When urine specimens are obtained by suprapubic aspiration, growth of urinary pathogens in any number is considered significant (with the exception of 20,000 to 30,000 CFU per mL of coagulase-negative staphylococci). Even with catheterized specimens, the repeated recovery of a single species of bacteria in specimens with colony counts lower than 50,000 CFU per mL (especially in a symptomatic patient) should be regarded as representative of true infection. Colony counts of bacteria may fall below the range that is characteristic of infection when one of the following factors is present: (1) a bacteriostatic agent is present in the urine; (2) there is a rapid rate of urine flow with reduced incubation time; (3) there is an obstruction of the ureter that interferes with discharge of bacteria into the bladder; or (4) the infection is limited to areas of the kidney not directly accessible to renal tubules.

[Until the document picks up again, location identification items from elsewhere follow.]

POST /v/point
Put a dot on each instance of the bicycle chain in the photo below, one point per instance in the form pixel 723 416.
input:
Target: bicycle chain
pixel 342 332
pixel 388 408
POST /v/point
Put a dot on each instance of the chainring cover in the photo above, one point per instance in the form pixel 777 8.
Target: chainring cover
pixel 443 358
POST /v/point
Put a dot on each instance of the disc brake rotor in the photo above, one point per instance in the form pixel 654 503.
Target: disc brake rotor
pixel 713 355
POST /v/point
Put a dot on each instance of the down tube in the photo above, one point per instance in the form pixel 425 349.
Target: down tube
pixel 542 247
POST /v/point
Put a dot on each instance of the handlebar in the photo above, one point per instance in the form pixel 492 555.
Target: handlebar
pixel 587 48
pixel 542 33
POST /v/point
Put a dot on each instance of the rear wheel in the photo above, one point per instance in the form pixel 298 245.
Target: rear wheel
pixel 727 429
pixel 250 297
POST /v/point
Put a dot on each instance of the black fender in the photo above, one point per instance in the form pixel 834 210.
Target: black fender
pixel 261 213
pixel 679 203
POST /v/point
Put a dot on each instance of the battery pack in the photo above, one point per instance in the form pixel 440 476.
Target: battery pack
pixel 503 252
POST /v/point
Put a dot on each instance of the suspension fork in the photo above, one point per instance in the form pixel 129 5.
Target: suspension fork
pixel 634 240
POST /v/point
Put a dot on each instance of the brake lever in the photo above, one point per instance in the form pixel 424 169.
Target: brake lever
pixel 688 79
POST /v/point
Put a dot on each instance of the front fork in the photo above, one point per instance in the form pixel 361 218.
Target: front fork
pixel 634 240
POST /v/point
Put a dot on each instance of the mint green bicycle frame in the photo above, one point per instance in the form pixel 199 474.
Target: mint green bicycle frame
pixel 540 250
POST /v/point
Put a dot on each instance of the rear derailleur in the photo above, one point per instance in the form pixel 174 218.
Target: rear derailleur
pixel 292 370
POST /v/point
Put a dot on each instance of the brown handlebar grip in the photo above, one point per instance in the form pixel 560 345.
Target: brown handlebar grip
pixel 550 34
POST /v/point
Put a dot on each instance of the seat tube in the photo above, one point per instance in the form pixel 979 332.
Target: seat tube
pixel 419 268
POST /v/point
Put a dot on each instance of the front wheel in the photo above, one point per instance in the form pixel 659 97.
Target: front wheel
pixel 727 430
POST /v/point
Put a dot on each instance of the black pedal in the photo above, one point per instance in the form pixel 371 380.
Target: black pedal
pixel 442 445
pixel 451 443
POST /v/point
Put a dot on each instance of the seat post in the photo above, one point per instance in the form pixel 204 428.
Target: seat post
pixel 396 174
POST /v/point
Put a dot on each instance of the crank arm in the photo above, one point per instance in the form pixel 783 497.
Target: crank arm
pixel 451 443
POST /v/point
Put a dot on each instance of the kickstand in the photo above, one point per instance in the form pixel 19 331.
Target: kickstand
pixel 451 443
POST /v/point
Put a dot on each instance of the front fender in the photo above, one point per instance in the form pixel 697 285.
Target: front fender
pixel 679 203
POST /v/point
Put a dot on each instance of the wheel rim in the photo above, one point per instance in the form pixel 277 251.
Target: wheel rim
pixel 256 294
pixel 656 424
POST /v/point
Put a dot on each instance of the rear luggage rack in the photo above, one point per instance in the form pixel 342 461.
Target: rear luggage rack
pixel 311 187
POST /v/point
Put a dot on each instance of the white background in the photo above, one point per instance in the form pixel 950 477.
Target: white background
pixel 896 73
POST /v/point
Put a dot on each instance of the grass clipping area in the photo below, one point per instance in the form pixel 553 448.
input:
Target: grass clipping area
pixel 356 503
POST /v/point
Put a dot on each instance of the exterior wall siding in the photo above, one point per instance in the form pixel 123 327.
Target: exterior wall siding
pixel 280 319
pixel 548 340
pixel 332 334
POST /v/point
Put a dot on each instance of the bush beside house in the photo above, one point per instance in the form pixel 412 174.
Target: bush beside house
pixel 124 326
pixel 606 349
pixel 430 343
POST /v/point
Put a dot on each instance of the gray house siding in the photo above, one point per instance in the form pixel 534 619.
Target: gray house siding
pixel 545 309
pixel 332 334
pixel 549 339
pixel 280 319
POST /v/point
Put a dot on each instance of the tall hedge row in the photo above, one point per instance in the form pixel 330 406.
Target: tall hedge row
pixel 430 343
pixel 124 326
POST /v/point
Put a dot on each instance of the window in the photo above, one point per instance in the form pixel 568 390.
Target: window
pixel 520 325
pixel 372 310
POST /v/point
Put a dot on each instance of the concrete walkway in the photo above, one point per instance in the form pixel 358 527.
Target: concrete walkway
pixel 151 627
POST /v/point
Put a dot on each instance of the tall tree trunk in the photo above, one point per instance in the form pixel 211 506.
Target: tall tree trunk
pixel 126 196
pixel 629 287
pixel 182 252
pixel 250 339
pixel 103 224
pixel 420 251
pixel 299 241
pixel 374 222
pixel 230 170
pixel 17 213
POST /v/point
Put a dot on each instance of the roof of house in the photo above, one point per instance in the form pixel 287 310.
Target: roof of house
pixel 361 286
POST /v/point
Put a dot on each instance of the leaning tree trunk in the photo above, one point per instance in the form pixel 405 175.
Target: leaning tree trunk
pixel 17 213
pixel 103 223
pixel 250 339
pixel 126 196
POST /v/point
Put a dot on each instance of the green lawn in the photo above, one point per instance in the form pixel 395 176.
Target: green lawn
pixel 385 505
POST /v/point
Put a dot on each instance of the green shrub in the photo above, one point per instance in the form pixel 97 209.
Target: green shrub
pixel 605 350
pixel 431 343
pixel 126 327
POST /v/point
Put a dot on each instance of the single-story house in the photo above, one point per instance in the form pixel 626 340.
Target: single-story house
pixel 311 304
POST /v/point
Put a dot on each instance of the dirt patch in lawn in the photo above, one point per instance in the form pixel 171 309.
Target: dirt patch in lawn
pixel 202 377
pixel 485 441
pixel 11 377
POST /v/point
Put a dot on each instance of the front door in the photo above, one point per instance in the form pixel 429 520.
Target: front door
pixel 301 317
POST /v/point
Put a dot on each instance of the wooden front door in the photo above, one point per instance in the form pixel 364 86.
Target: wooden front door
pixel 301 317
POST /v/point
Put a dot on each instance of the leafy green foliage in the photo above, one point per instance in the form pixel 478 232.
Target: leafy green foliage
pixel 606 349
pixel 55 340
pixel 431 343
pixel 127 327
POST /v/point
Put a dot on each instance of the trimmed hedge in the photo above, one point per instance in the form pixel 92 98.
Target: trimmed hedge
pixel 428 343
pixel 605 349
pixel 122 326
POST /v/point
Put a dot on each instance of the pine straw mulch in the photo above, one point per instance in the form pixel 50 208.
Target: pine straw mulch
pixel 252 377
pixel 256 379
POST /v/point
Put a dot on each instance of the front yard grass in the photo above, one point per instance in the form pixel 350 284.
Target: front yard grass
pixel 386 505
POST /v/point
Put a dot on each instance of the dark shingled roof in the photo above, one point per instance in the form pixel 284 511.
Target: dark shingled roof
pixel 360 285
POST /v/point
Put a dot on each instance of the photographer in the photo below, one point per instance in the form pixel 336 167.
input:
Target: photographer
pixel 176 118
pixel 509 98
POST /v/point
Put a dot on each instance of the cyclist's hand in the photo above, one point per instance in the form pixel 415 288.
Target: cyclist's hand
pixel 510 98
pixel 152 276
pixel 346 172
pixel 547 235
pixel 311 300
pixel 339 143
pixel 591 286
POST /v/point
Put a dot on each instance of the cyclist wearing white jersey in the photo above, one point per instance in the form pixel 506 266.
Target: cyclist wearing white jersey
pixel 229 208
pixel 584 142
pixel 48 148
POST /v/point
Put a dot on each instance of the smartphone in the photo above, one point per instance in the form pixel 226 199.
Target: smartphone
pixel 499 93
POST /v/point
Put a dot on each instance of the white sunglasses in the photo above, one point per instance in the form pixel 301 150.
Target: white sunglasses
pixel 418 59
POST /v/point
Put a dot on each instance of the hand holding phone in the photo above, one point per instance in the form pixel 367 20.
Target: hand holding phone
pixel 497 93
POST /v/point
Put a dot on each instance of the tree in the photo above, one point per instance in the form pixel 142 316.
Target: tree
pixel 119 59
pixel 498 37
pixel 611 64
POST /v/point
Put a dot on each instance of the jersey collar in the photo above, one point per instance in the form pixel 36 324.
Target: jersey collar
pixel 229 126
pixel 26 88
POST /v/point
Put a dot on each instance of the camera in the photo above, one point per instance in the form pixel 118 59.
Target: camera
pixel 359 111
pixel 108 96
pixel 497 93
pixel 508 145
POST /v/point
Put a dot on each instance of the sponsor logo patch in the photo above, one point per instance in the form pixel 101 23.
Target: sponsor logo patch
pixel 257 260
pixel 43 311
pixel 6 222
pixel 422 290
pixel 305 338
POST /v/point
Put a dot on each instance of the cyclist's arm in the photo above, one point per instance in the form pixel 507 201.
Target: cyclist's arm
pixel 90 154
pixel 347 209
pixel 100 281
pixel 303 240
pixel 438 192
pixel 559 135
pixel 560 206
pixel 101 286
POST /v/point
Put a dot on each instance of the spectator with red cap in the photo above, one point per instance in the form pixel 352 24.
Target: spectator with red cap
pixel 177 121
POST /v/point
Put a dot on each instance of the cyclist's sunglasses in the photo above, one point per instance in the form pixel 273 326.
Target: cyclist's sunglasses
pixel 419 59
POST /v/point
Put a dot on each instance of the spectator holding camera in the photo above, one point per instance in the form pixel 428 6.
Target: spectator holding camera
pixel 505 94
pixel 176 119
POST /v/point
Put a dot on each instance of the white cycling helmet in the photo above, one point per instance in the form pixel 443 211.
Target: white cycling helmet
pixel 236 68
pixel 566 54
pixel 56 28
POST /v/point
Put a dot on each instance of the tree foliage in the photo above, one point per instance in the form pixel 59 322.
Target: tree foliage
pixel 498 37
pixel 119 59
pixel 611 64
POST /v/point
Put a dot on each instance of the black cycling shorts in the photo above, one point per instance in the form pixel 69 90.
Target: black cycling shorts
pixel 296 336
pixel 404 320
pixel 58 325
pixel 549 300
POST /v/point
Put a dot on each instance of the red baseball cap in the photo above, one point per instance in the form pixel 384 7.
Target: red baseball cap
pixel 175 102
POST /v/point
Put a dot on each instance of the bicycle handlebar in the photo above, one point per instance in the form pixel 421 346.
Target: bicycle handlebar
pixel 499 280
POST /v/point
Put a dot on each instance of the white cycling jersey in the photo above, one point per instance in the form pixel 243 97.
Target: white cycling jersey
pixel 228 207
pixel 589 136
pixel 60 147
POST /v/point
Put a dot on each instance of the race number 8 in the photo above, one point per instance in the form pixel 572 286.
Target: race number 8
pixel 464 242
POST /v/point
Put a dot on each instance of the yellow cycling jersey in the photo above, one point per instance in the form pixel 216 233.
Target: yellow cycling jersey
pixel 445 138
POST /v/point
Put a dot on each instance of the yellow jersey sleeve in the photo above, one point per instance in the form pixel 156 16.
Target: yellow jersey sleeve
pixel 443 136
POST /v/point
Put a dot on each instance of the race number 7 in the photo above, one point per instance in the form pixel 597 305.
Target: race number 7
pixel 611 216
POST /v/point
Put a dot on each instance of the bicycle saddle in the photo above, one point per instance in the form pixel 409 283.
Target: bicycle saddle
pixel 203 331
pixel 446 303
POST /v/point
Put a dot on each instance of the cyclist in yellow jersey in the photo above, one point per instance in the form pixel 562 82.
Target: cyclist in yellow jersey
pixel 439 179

Imaging studies are part of the standard care after diagnosis of a first urinary tract infection in young children. As part of a recently completed clinical trial,5 179 children aged one to 24 months with fever (higher than 100.9°F [38.2°C]) had a renal ultrasound examination and a renal scan with dimercaptosuccinic acid labeled with technetium 99m (DMSA scan) performed within 48 hours of diagnosis, a voiding cystourethrogram performed one month following diagnosis, and a repeat DMSA scan performed six months later. Results of renal ultrasound examination and DMSA scan at the time of presentation with urinary tract infection did not modify management in any patient.
Current widespread use of prenatal ultrasonography leads to identification of obstruction of the urinary tract in utero. Accordingly, selective rather than routine performance of ultrasound is recommended (i.e., in patients with persistent fever or abdominal findings and in those who have not had a prenatal ultrasound examination). In the study described above,5 a voiding cystourethrogram at one month and a DMSA scan six months later were useful for identifying patients with vesicoureteral reflux who required prophylactic antimicrobial therapy and patients with renal scarring. Patients with renal scarring may benefit from the early performance of urine culture during subsequent episodes of fever.